Categorization with custom criteria:
--question "Should this email be archived or kept for reference? Explain why."
Data extraction:
--question "Extract all names, dates, and dollar amounts mentioned in this email."
Configuration
vLLM server settings are in batch_llm_classifier.py:
VLLM_CONFIG = {
'base_url': 'https://rtx3090.bobai.com.au/v1',
'api_key': 'rtx3090_foxadmin_10_8034ecb47841f45ba1d5f3f5d875c092',
'model': 'qwen3-coder-30b',
'batch_size': 4, # Tested optimal - 100% success rate
'temperature': 0.1,
'max_tokens': 500
}
Note: batch_size: 4 is the tested optimal setting. Uses proper batch pooling (send 4, wait for completion, send next 4). Higher values cause 503 errors.
Performance Benchmarks
Tested on rtx3090.bobai.com.au with qwen3-coder-30b:
| Emails | Batch Size | Time | Throughput | Success Rate |
|---|---|---|---|---|
| 500 | 4 (pooled) | 108s | 4.65/sec | 100% |
| 500 | 8 (pooled) | 62s | 8.10/sec | 60% |
| 500 | 20 (pooled) | 23s | 21.8/sec | 23% |
Conclusion: batch_size=4 with proper batch pooling is optimal (100% reliability, ~4.7 req/sec)
Architecture Notes
Prompt Caching Optimization
Prompts are structured with static content first, variable content last:
STATIC (cached):
- System instructions
- Question
- Output format guidelines
VARIABLE (not cached):
- Email subject
- Email sender
- Email body
This allows vLLM to cache the static portion across all emails in the batch.

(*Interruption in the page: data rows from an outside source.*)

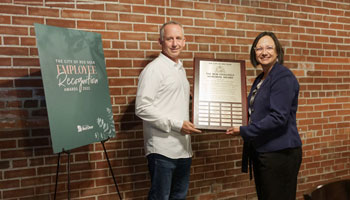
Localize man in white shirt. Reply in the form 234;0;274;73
135;21;201;200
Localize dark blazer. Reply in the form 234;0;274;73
240;63;302;152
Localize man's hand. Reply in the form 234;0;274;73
181;121;202;134
226;126;240;136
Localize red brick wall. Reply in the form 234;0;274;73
0;0;350;200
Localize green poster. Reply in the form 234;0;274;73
35;24;115;153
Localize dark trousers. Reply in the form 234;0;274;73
252;147;302;200
147;153;192;200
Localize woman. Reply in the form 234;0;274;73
226;32;302;200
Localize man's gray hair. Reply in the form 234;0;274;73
159;21;185;42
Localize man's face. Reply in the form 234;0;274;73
159;24;185;62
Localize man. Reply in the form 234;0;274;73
135;21;201;200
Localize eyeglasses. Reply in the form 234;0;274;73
254;46;275;55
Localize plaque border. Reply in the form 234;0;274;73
192;57;248;130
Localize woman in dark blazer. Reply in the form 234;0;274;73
226;32;302;200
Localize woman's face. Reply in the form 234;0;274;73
254;35;278;66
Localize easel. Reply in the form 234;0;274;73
54;137;122;200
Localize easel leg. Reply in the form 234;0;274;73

Separation from Main Pipeline
This tool is completely independent from the main classification pipeline:
-
Main pipeline (
src/cli.py run):- Uses calibrated LightGBM model
- Fast pure ML classification
- Optional LLM fallback for low-confidence cases
- Processes 10k emails in ~24s (pure ML) or ~5min (with LLM fallback)
-
Batch LLM tool (
tools/batch_llm_classifier.py):- Uses vLLM server exclusively
- Custom questions per run
- ~4.4 emails/sec throughput
- For ad-hoc analysis, not production classification
No Interference Guarantee
The batch LLM tool:
- ✓ Does NOT modify any files in
src/ - ✓ Does NOT touch trained models in
src/models/ - ✓ Does NOT affect config files
- ✓ Does NOT interfere with existing workflows
- ✓ Uses separate vLLM endpoint (not Ollama)

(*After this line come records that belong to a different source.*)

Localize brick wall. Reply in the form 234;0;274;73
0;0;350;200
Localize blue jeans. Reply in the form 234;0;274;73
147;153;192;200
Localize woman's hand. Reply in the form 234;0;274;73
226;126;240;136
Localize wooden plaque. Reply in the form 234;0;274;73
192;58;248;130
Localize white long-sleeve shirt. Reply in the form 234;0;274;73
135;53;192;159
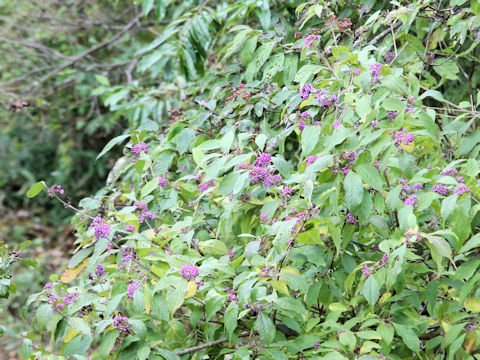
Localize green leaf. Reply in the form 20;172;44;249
177;128;195;155
68;317;92;337
393;323;420;354
464;298;480;312
95;134;130;160
205;296;225;321
255;312;276;344
442;324;465;349
343;171;363;209
283;54;298;86
78;198;100;210
223;301;238;339
301;126;322;156
240;36;258;66
142;0;154;16
425;234;452;258
18;339;33;359
27;181;43;198
166;281;187;314
245;41;275;82
98;329;119;356
441;194;458;219
262;52;285;82
382;97;405;112
295;64;323;87
95;74;110;87
356;164;383;191
255;134;267;151
456;130;480;156
198;240;228;256
355;95;372;118
140;179;159;199
363;276;380;305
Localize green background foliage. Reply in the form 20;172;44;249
5;0;480;360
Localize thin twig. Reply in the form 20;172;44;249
33;13;143;88
176;331;250;355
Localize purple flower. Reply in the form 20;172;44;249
347;213;358;225
158;176;167;189
315;90;338;107
306;155;317;167
453;184;470;195
133;201;156;224
413;184;423;191
127;282;139;300
63;292;78;305
370;62;382;85
113;316;130;333
43;283;53;290
132;141;150;162
225;288;237;302
260;212;268;224
197;183;210;192
95;265;105;277
298;120;308;131
442;168;458;176
255;153;272;167
248;166;268;184
394;129;415;148
380;254;388;267
305;34;318;47
405;195;418;208
48;185;65;197
263;174;282;187
300;84;314;100
122;246;137;263
362;264;372;277
432;184;450;196
88;216;110;240
180;265;198;280
387;111;398;120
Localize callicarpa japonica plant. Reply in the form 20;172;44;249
20;0;480;360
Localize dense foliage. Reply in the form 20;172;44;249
10;0;480;360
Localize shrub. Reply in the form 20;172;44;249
21;1;480;360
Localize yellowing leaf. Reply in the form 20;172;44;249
63;326;80;344
464;298;480;312
60;259;88;283
400;142;415;152
185;281;198;299
280;266;300;275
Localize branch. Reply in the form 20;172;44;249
0;37;72;60
175;331;250;355
33;13;143;88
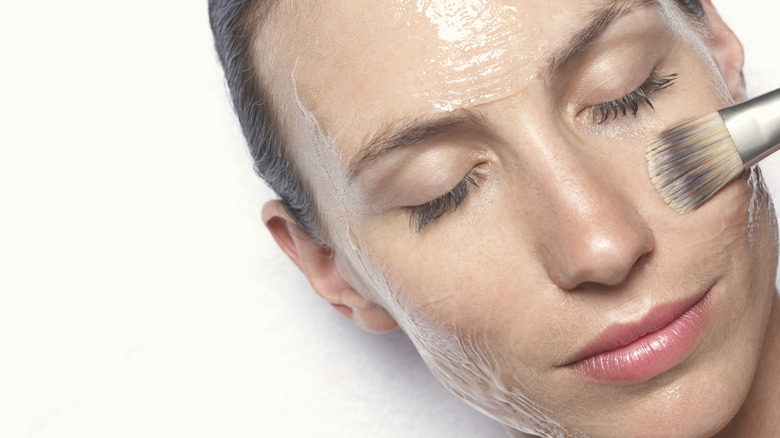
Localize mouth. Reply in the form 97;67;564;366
561;288;712;385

Comparison: Batch LLM vs RAG
| Feature | Batch LLM (this tool) | RAG (rag-search) |
|---|---|---|
| Speed | 4.4 emails/sec | Instant (pre-indexed) |
| Flexibility | Custom questions | Semantic search queries |
| Best for | 50-500 email batches | 10k+ email corpus |
| Prerequisite | vLLM server running | RAG collection indexed |
| Use case | "Does this mention X?" | "Find all emails about X" |
| Reasoning | Per-email LLM analysis | Similarity + ranking |
Rule of thumb:
- < 500 emails + custom question = Use Batch LLM
-
1000 emails + topic search = Use RAG
- Regular classification = Use main ML pipeline
Prerequisites
-
vLLM server must be running
- Endpoint: https://rtx3090.bobai.com.au/v1
- Model loaded: qwen3-coder-30b
- Check with:
python tools/batch_llm_classifier.py check
-
Python dependencies
pip install httpx click -
Email provider setup
- Enron: No setup needed (uses local maildir)

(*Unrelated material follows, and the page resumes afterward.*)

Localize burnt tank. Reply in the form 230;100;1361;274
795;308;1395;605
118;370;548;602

- Gmail: Requires credentials file
Troubleshooting
"vLLM server not available"
Check server status:
curl https://rtx3090.bobai.com.au/v1/models \
-H "Authorization: Bearer rtx3090_foxadmin_10_8034ecb47841f45ba1d5f3f5d875c092"
Verify model is loaded:
python tools/batch_llm_classifier.py check
High error rate (503 errors)
Reduce concurrent requests in VLLM_CONFIG:
'max_concurrent': 2, # Lower if getting 503s
Slow processing
- Check vLLM server isn't overloaded
- Verify network latency to rtx3090.bobai.com.au
- Consider using main ML pipeline for large batches
Future Enhancements
Potential additions (not implemented):
- Support for custom prompt templates
- JSON output mode for structured extraction
- Progress bar for large batches
- Retry logic for transient failures
- Multi-server load balancing
- Streaming responses for real-time feedback
Remember: This tool is supplementary. For production email classification, use the main ML pipeline (src/cli.py run).